How about that cover, huh? Wicked Me is probably the most “me” book I’ve ever written, though it’s in no way autobiographical. I think it just captures who I am as a human being. It’s also the longest book I’ve ever written at 94,000 words and is my first contemporary novel with zero paranormal elements. I’m pretty darn proud of it.
So NaNoWriMo is over, and while I didn’t participate, I did try to write a little every day on A Boy and Her Scratch. I didn’t succeed, and I didn’t even come close to 50,000 words. But I’m okay with that.
The story and characters have solidified in the 10,338 words I’ve written on it, which is always a plus. I keep fighting the urge to go back and “fix” things because the first draft is supposed to look like word vomit, and it does, so yay! I’ve decided to keep writing this story until December 31st, and then at midnight, instead of turning into a pumpkin, I’ll start writing like a mad woman on What Gifts She Carried.
From January onward, I won’t be staying the night at work (something I did do in November), I won’t have as many loooong work days, and I won’t be going out of town. It gets too cold in Kansas to do anything but stay home in my pajamas and write anyway!
My point to all this rambling is that I’m trying this new thing where I don’t stress about writing. I let it happen, word by word. It’s slow going, but I’ll get there.
Does word count stress you out? Does getting the book finished twist your knickers?
No no NaNoWriMo. I won’t participate in you this year or next year or never but I will cheer for participants from the sidelines.
Why? I’m a slow writer, like 1000 words in three hours slow. I try not to stress about making things look pretty in a first draft, but I do anyway. Plus, I have to stop and picture what’s happening in my head. It’s like watching a movie in painfully slow motion.
But I’m using NaNoWriMo as inspiration to learn how to not worry so much and speed up the pictures. I’m also using it to get inspired to write after I get home from school. I used to think a sleepy brain tells sleepy stories, but a sleepy brain is the norm now, and sleepy brains still have stories to tell.

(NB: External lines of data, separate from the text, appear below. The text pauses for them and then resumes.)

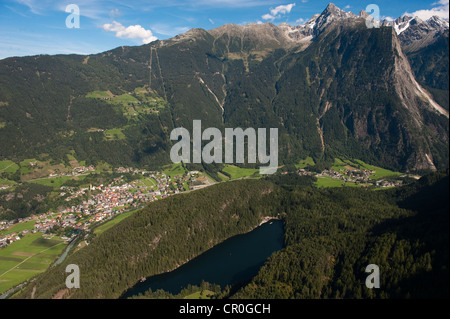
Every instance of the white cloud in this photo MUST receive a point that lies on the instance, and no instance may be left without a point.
(114, 13)
(131, 32)
(278, 12)
(441, 10)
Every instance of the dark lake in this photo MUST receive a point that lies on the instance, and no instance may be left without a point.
(236, 259)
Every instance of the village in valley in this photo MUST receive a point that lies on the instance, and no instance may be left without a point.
(88, 206)
(102, 202)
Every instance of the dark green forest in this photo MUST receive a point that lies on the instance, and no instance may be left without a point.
(331, 235)
(333, 89)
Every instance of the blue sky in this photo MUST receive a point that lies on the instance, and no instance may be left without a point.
(31, 27)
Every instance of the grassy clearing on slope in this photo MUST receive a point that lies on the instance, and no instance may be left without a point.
(16, 228)
(100, 229)
(238, 172)
(305, 163)
(174, 170)
(325, 181)
(27, 257)
(8, 166)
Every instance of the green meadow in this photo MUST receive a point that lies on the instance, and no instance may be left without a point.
(104, 227)
(325, 181)
(26, 258)
(8, 166)
(174, 170)
(305, 163)
(341, 164)
(238, 172)
(16, 228)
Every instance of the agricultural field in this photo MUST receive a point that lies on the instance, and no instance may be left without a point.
(305, 163)
(174, 170)
(26, 258)
(8, 167)
(18, 228)
(340, 164)
(325, 181)
(238, 172)
(132, 104)
(204, 294)
(114, 134)
(56, 182)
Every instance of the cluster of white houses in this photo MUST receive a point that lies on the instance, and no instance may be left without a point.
(103, 203)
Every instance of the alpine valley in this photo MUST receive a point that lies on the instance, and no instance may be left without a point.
(341, 95)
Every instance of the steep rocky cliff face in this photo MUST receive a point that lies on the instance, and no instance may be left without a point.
(332, 86)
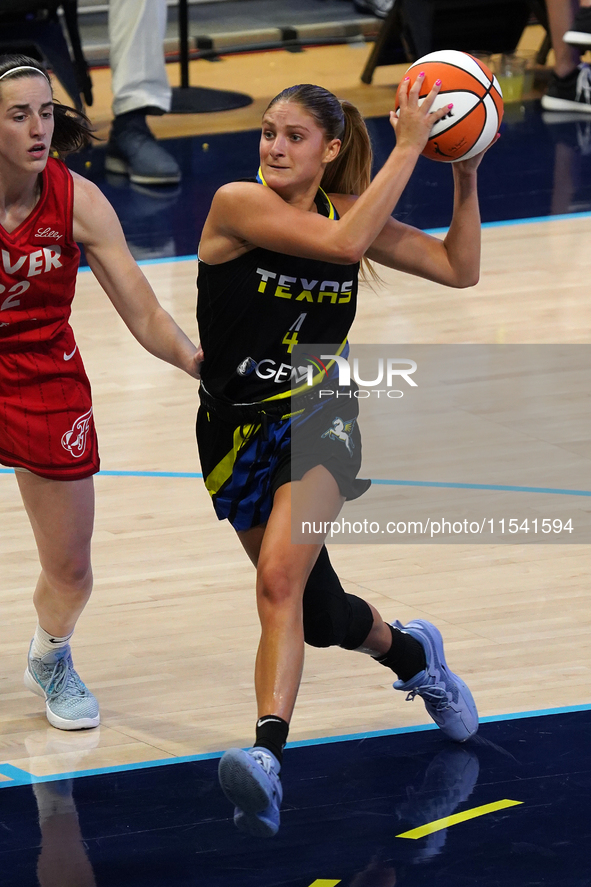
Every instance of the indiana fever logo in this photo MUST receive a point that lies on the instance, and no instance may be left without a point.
(74, 440)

The story I should be telling is the sequel to The Grave Winner, but it’s still coming together in my head. So my muse has hammered another story into my brain (ow!) while I let the sequel percolate. That’s the story I’m working on now, and I feel like I should make nice with my muse in case it flips me the bird and abandons me.
This new story has ghosts in space, in case you’re wondering. It also has some sexy times in it because it’s not YA. The title is A Boy and Her Scratch.

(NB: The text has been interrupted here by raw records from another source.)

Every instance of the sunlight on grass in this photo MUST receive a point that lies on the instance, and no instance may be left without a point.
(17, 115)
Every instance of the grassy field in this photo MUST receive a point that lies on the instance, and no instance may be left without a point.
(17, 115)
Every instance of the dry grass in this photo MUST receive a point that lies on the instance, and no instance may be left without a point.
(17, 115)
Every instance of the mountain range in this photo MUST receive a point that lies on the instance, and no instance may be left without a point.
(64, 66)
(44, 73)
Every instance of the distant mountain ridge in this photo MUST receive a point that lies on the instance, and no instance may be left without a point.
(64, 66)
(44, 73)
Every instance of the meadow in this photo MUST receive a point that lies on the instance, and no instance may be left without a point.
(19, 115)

The sequel to The Grave Winner is coming, I promise! Please don’t hate me, Fabulous Editor Melissa and my Must Have Critique Partners and my Totally Tubular beta reader and everyone else who has made it this far through my ramblings!
Anyone else have a muse? Anyone else pet it and feed it cookies so it won’t flip you the bird?
Anyone who’s read some of my stories knows that I have a strange fascination with putting numbers in them. I’m not sure why exactly, but numbers have always been interesting to me. When I was younger, my parents would drive places, and I would add or multiply addresses on the houses we passed. So I wrote Willow Road about someone who did just that.
Anyway, while I was enjoying my Christmas vacation, I got in some good writing/editing time. Yay! But you know what I noticed? I wrote 863 words day after day. Not more, not less. 863 again and again. No, not 863 repeated all over the page! I’m not that crazy!
So, what does this mean? Why did I stop at exactly 863 words? Did I spot something shiny? Did my brain explode? Did I have to pee? All of the above? Maybe. Or maybe I just felt in my bones that 863 words was good enough for me.
863 words isn’t a lot for a daily word count. Some people can blast out 5,000 or more in a day. I’d love to get over 1,000, but… 863 is pretty close. It’s 863 more words than I had the day before. It’s 863 words closer to ‘The End’. I’m good with that.
What’s your daily word count goal? Is it really the end of the world if you don’t reach it?